Another spokesman said there were injuries among both protesters and police. One protester was evacuated by helicopter to hospital after being wounded in nearby Harlingen by the horse of a mounted police officer and apparently suffering from a broken shoulder.

Separately, about 50 to 60 tractors blocked the main road between Dannenberg and Gorleben, where the waste will be stored eventually, but they were cleared away by police.
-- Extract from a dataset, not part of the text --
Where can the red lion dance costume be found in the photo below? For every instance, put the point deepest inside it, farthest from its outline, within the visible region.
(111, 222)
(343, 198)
The roughly 20km road was lined with police vehicles.

Wolfgang Ehmke, a spokesman for a local anti-nuclear group, said blockades aimed “to delay the arrival of the shipment and at the same time mess up the timetable for the [government’s] nuclear policy”.

Protests greeted the train as it passed through central Germany earlier on Sunday.

Near the town of Morschen, a pair of activists rappelled off a 75-metre-high bridge holding an anti-nuclear banner, while about 50 others crowded onto the tracks, according to Cora Thiele, a federal police spokeswoman.

The protest stopped the train, but police hauled the demonstrators away and the train continued. The two protesters who rappelled from the bridge and three others were taken into custody, Thiele said.

Elsewhere, police had to dislodge three protesters who had chained themselves to the tracks.

Germany receives similar shipments roughly every year, but this time protests have been stronger than usual because of the government’s decision to extend the life of the country’s atomic power plants by an average of 12 years beyond the original shutdown set for 2021.